Bernhard Rupp wrote:
People also felt that the RMSD bond/angle of 0.016/1.6 was still a little
high.
This was subject of a discussion before on the board and I still don't
understand it:
If I recall correctly, even in highly accurate and precise
small molecule structures, the rmsd of corresponding
bonds and angles are ~0.014A and 1.8deg.
It always seems to me that getting these values much below is not a sign
of crystallographic prowess but over-restraining them?
Is it just that - given good resolution in the first place - the balance
of restraints (matrix weight) vs low R (i.e., Xray data) gives the best
Rfree or lowest gap at (artificially?) lower rmsd?
Is that then the best model?
I understand that even thermal vibration accounts for about 1.7 deg
angle deviation - are lower rmsd deviations then a manifestation
of low temp? But that does not seem to be much of an effect, if
one looks at the tables from the CSD small mol data (shown in
nicely in comparison to the 91 Engh/Huber data in Tables F, pp385).
This is an on-going topic of discussion so let me put in my two cents.
We calculate libraries of "ideal geometry" based on precise, small
molecule structures. When these small molecule crystal structures are
compared to our derived libraries they are found to contain deviations.
These deviations are larger than the uncertainty in these models and
are presumed to reflect real features of the molecule; perturbations
due to the local environment in the crystal.

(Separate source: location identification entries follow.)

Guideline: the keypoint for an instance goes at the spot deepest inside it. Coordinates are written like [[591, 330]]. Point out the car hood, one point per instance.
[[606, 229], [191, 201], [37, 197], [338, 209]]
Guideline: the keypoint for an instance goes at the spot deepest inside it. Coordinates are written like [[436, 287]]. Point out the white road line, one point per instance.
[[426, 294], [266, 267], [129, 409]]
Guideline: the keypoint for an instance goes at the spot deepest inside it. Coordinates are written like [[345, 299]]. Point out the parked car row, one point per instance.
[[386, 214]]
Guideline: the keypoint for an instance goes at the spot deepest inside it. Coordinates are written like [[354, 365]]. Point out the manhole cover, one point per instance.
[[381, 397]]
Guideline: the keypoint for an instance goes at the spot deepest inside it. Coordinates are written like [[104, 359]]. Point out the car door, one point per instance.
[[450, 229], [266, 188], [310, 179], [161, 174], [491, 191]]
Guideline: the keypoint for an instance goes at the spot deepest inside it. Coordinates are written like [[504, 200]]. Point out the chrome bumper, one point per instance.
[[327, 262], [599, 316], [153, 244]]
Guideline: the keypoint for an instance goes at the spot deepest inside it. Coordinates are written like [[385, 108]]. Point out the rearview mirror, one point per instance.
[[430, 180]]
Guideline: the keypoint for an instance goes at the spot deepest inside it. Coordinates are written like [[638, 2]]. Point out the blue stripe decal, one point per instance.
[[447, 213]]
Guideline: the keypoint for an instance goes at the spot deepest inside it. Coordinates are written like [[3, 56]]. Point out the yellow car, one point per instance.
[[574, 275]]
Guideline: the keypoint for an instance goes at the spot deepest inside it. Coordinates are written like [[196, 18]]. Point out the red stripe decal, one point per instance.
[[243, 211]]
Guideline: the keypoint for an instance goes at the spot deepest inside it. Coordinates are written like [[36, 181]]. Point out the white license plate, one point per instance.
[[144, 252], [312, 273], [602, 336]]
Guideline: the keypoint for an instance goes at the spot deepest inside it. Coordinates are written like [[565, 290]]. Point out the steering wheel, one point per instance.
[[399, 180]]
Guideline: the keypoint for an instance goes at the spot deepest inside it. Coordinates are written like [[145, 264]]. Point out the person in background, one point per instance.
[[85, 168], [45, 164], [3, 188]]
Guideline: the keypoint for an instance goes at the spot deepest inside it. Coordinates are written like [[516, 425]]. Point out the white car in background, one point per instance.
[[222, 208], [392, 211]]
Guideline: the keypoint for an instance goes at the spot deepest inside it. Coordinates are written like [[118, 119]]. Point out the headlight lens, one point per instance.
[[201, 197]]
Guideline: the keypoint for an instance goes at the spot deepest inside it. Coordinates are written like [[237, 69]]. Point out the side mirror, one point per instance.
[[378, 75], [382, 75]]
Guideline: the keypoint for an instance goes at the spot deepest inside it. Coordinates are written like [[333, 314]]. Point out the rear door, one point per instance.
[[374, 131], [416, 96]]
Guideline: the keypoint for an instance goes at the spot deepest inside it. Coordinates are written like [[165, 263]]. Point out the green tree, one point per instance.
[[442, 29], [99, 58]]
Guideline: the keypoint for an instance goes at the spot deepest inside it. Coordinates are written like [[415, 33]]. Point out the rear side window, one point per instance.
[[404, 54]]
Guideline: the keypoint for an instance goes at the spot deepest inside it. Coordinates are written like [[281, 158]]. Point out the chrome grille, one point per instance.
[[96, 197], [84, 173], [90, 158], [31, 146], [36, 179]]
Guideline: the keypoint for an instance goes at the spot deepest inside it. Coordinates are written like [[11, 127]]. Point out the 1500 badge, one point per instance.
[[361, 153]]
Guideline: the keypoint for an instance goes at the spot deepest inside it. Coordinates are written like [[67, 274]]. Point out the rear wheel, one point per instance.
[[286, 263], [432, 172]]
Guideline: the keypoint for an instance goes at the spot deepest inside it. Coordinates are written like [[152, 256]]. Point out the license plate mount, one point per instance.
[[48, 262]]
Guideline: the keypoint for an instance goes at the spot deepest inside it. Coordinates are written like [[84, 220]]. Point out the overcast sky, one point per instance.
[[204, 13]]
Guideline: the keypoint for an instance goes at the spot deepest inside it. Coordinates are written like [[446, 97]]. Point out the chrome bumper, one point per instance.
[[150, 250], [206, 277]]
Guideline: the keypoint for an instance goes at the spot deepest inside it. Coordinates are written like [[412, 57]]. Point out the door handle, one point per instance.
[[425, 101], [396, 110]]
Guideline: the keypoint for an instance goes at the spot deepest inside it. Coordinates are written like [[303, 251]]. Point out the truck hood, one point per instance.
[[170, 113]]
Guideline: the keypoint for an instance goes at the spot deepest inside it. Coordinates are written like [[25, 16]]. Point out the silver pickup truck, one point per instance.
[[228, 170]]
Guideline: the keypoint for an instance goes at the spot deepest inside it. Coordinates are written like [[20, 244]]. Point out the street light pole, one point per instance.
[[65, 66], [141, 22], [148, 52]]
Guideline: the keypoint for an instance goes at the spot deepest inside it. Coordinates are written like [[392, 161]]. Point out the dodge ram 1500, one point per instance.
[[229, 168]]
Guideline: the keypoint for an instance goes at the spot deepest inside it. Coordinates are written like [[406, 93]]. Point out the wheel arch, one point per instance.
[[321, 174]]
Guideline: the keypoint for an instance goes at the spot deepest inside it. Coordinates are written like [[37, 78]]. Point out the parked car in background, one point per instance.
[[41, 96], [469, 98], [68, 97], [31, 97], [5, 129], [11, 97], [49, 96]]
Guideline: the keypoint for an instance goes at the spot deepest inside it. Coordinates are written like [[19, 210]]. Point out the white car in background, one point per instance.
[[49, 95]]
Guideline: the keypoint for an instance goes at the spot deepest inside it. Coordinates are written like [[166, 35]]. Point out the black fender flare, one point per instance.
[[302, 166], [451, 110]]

These same perturbations are present in our crystals and we should
expect to find deviations from "ideal geometry" on the same scale as
that seen in the precise models. This expectation lead to the practice
in the 1980's of setting r.m.s. targets of 0.02A and 3 degrees for
agreement to bond length and angle libraries.
While this seems quite reasonable, we are left with the question:
Are the deviations from "ideal geometry" we see in a particular model
in any way related to the actual deviations of the molecule in the
crystal? The uncertainties (su's) of the bond lengths in a model based
on 4A diffraction data are huge compared to the absolute value of the
true deviation. For example, if the model had a deviation from "ideal
geometry" of 0.02A but the uncertainty of the distance is 0.2A can we
say that we have detected a signal that is significantly different than
zero, the null hypothesis?
If we have a model with a collection of deviations from "ideal geometry"
but we have no expectation that those deviations are indicative of the
true deviations of the molecule in the crystal, are those deviations
serving any purpose? If they do not reflect any property of the crystal
they are noise and should be filtered out.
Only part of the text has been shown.